Although the rate of domestic violence has dropped significantly over the past decade, the issue remains extremely relevant and far-reaching, and has been spotlighted recently by cases involving NFL players Ray Rice and Greg Hardy, as well as pop star Chris Brown.
While these well known and well covered stories have shed light on domestic violence and helped alert the public to its dangers, many incidents still go unreported and unknown.
Domestic violence is a pattern of abusive behavior in which someone uses physical, sexual, psychological or other types of harm against a current or former partner, an immediate family member or another relative. It can also include stalking, threats or other behaviors meant to manipulate or control someone else.
Between 2003 and 2012, domestic violence accounted for over 20 percent of all violent crime in the U.S. Intimate partner violence – meaning violence involving current or former spouses, boyfriends or girlfriends – is the most common type of domestic violence.
It’s more common in dating relationships than active marriages.
The majority of domestic abuse offenders aren’t the spouses of victims – they are most likely to be current or former boyfriends or girlfriends.
Intimate partner violence is very prevalent on college campuses, with estimates of dating violence ranging from 10 to 50 percent, the Department of Justice reported.
Male victims are abused by non-spouse family members at a higher rate than female victims.
More than 1 in 3 women will be victims of intimate partner violence in their lifetimes, while more than 1 in 4 men will be, according to a CDC survey.
Both men and women are most likely to be targeted by people they currently date or used to date. But the National Crime Victimization Survey showed that male victims were more likely to have been targeted by family members or other relatives than were females.
Female victims, on the other hand, were more likely than males to be victimized by their spouse or ex-spouse.
Young women are the most likely targets.
Women between the ages of 18 and 24 are the most likely to experience intimate partner violence.
Domestic violence has dropped, but take a closer look.
The rate of domestic violence for persons 12 and older dropped by 63 percent from 1994 to 2012, the Department of Justice said. But while that may sound promising, it trails the 67 percent fall in overall violence over the same time period.
Intimate partner violence affects sexual health.
One important consequence of intimate partner violence is that it can increase a victim’s risk of contracting an HIV infection, the CDC said.
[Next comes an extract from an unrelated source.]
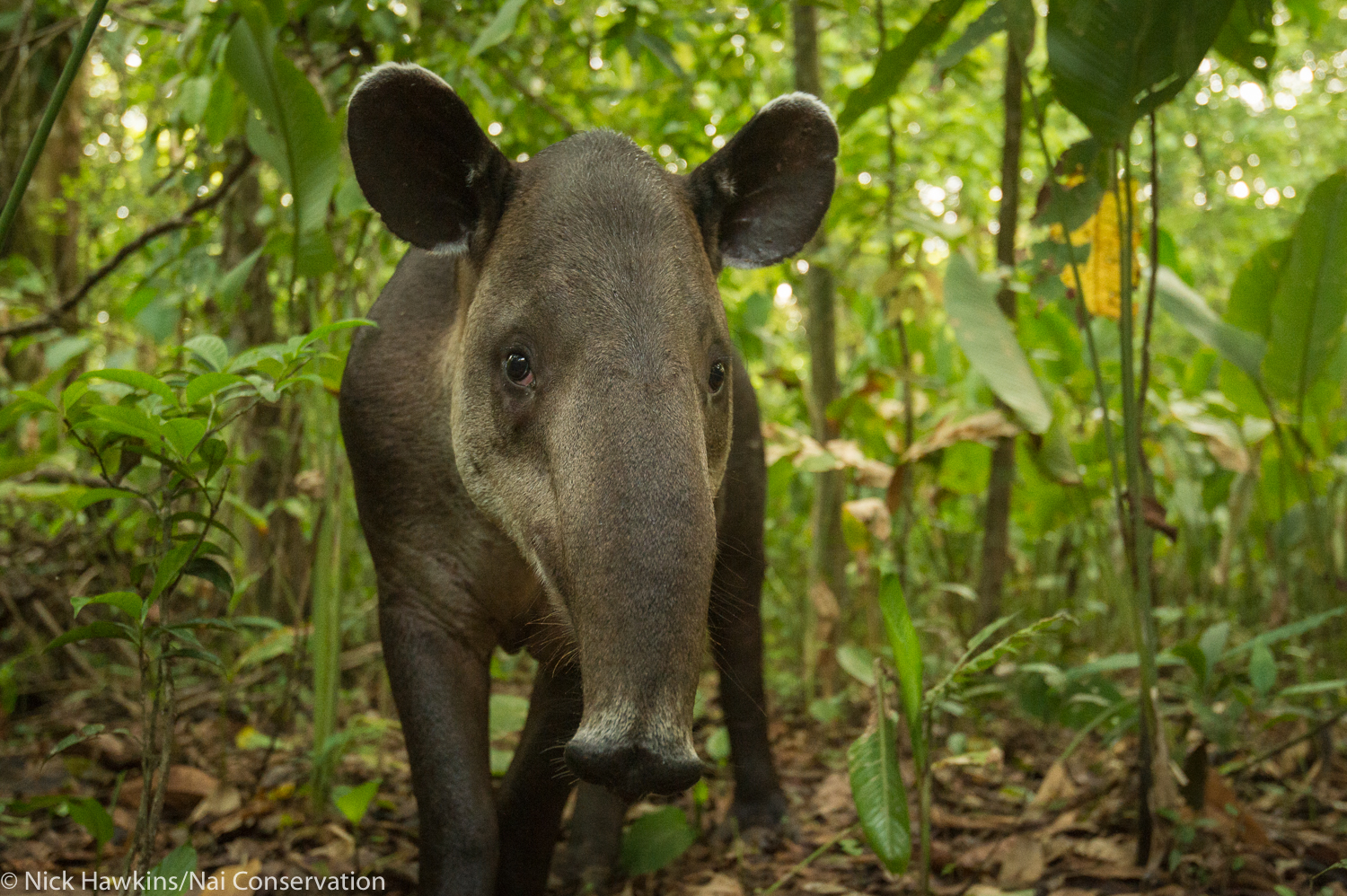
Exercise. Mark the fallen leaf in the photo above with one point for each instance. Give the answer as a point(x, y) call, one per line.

Not only do victims have the chance of getting HIV from a perpetrator, but research indicates that males and females who experience intimate partner violence are more likely to engage in risky behaviors, like injection drug use and sex without a condom, which can lead to an HIV infection.
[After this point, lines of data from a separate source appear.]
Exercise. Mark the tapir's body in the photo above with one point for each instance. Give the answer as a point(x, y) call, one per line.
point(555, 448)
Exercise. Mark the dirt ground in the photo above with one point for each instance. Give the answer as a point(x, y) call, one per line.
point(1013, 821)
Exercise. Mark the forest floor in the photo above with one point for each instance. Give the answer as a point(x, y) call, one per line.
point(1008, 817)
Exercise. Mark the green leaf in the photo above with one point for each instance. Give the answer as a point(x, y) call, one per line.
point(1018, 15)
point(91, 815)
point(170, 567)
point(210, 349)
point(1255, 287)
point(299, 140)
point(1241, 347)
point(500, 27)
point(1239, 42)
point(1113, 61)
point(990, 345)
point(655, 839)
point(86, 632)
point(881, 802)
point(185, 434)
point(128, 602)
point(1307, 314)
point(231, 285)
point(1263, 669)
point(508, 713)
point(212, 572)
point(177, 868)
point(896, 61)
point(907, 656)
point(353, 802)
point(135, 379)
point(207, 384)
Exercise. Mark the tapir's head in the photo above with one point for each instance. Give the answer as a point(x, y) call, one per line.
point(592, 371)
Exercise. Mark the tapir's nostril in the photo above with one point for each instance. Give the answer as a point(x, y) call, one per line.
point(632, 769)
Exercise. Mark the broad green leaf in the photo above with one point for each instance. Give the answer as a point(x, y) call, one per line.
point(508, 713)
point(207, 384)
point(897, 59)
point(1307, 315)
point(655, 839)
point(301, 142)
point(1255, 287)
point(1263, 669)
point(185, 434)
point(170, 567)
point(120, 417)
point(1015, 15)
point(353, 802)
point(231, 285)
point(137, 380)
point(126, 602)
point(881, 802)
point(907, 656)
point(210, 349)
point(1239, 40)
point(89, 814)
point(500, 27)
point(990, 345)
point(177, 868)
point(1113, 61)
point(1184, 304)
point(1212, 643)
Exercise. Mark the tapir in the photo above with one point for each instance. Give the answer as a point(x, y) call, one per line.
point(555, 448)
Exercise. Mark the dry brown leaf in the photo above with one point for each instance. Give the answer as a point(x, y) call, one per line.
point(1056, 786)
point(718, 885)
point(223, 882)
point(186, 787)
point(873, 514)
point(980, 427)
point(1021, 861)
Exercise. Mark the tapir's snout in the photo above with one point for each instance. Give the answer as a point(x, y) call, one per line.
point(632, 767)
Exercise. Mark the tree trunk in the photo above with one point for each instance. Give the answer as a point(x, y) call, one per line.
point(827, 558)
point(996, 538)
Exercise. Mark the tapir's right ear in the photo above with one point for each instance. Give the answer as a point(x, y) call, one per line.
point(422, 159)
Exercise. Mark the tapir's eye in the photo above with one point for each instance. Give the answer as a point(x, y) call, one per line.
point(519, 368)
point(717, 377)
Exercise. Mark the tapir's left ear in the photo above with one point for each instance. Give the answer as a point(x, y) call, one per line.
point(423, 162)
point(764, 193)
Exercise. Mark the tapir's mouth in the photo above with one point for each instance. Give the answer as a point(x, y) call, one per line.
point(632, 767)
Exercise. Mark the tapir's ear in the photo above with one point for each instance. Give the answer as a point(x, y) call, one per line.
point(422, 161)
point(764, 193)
Women in violent relationships also are four times more likely to contract a sexually transmitted infection than those who are not, according to the CDC.
Additionally, sexual abuse at an early age is a risk factor for females later contracting an STI, as it can contribute to risky behavior later in life, such as having sex with multiple and/or unfamiliar partners and not using condoms.
Domestic violence can seep into other areas of your life.
Domestic violence makes people more likely to suffer from depression and suicidal behavior and often negatively impacts a victim’s ability to perform well at work. Without adequate financial means, victims may find themselves trapped in an abusive relationship without enough money to leave. Altogether, intimate partner violence causes women to lose about 8 million days of paid work each year, according to a 2003 report.
Some cities are tackling the problem.
Some areas, like New York City, have strengthened efforts to help victims leave abusive relationships. Mayor Bill de Blasio is working to bolster city programs that provide shelter to people fleeing domestic violence. The mayor’s plan would provide emergency housing for up to 13,300 adults and children per year, instead of the current 8,800 people, according to The New York Times.
In June, South Carolina Gov. Nikki Haley signed a bill that penalizes domestic violence offenders based on the severity of the attack and other factors, instead of basing punishment largely on their number of previous offenses. It also prevents offenders from owning guns, depending on their crimes, The Associated Press reported. For the state – which was determined to have the highest rate of women murdered by men in 2013, according to a Violence Policy Center study released last month – the new law was a major step to better aid domestic violence victims.
But many victims’ stories still aren’t heard.
Despite progress, many cases of domestic violence stay in the dark. Only a little over half of cases are reported to authorities, and only about a third of victims injured in intimate partner violence receive medical care, the Department of Justice said.